Diversity

01.12.2001

Kim H. Veltman

Can Culture Survive in a Global Village?

Abstract for: “Art in the Age of Computers: How can Culture Survive Global Connectivity?” The Art Link Annual Public Lecture on Contemporary Art, Mercury Cinema, Adelaide, 7 October 2001.

Modern science and new technologies such as the Internet are typically global. They bring with them the need for global solutions and standards in a quest for interoperability. By contrast, culture entails shared customs and expressions, which are typically local, regional and national. Although its formulae can be translated into many languages, science is most efficient if it functions in a single language. By contrast, culture is essentially multi-lingual and loses in richness if these many languages and dialects are reduced to one. Earlier versions of science may help us understand how we got there, but they have no role in everyday practice where only the latest version is relevant. Hence science in this sense is non-cumulative. By contrast, in culture, earlier versions play a crucial role in everyday practice and the latest version is useless if we do not have access to historical context. Hence culture is essentially a cumulative process. English culture is great partly because of Shakespeare and partly because of four centuries of commentaries on Shakespeare. Modern science can pretend to be a-temporal. By contrast, culture, if it becomes a-historical loses its meaning. If we impose the needs of science and technology on culture we are doomed to a McDonaldization of culture: cf. Barber (1995), Ritzer (2000). A challenge lies in using the potentials of science and technology to meet the needs of culture and not conversely.

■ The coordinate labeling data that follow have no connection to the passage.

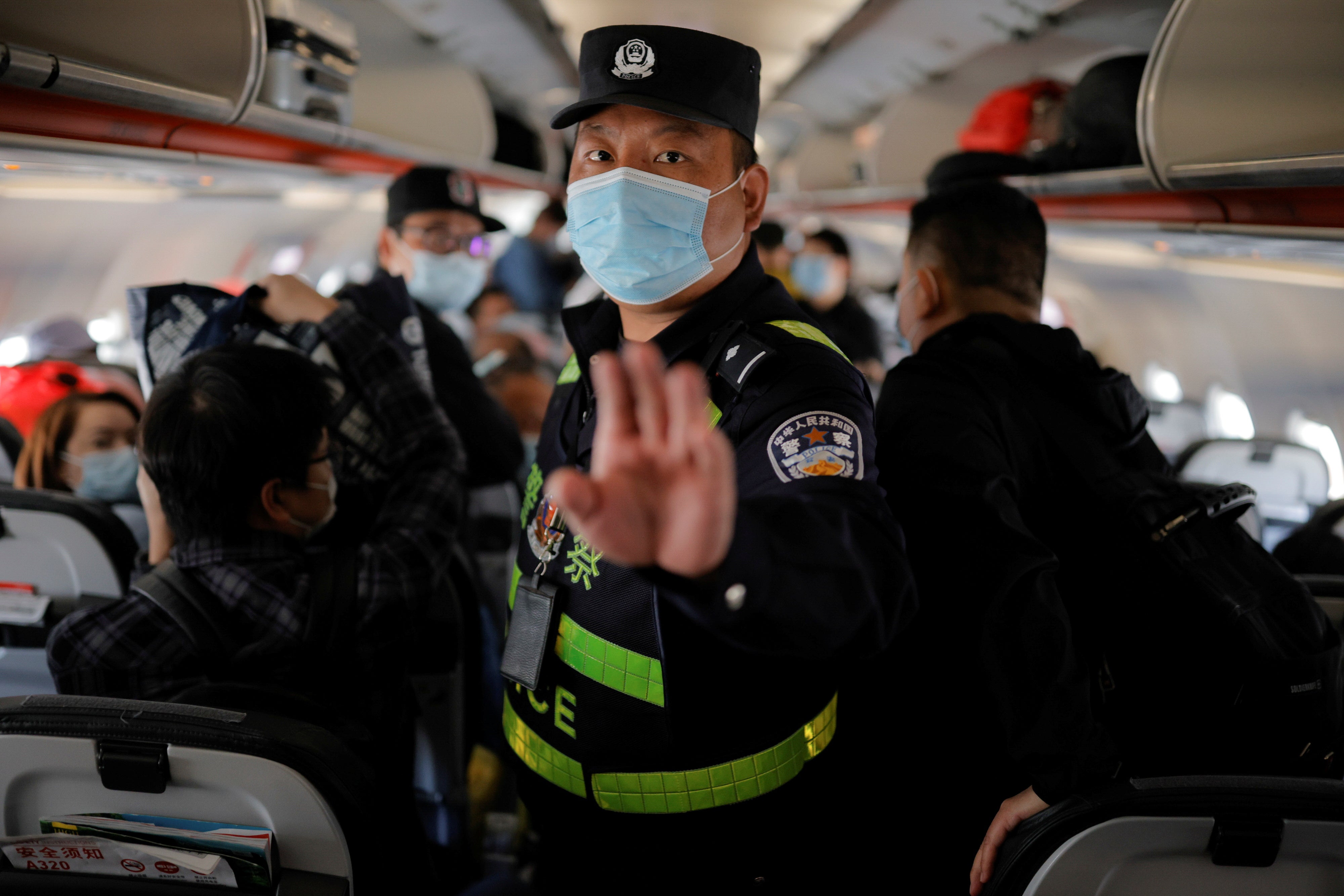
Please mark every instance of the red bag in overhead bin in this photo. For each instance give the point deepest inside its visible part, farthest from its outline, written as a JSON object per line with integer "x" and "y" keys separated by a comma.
{"x": 1003, "y": 121}
{"x": 28, "y": 390}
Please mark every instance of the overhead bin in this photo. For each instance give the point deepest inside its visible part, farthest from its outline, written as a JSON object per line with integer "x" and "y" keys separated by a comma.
{"x": 169, "y": 74}
{"x": 1247, "y": 93}
{"x": 202, "y": 59}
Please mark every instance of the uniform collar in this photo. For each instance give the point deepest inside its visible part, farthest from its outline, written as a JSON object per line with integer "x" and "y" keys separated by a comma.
{"x": 596, "y": 327}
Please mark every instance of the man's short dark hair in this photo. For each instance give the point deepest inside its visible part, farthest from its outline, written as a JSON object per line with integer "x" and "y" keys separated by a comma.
{"x": 225, "y": 424}
{"x": 835, "y": 242}
{"x": 984, "y": 234}
{"x": 744, "y": 154}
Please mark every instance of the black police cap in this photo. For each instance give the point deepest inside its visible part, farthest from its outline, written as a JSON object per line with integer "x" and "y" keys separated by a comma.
{"x": 679, "y": 72}
{"x": 436, "y": 190}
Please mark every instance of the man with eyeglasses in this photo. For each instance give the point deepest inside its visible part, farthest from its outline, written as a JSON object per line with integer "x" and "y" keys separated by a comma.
{"x": 435, "y": 250}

The lecture outlines a number of steps in answering this challenge. Whereas science requires only international standards, culture in a global context requires a reorganization of knowledge whereby international concepts are linked with national, regional and local variants. These will bring into focus cultural and historical dimensions of knowledge. In the West we have developed a Euro-centric vision of cultural history and art history in particular. This vision focussed particularly on the so-called high culture of literate societies. Needed are new models, which extend to pre-literate societies (e.g. aboriginals and Inuit) and include the richness of cultures all over the world. To this end the possibilities of using technologies for new kinds of augmented culture are outlined. Science has discovered that the quest for standards must not undermine our biodiversity. The new technologies must help us to ensure a corresponding cultural diversity.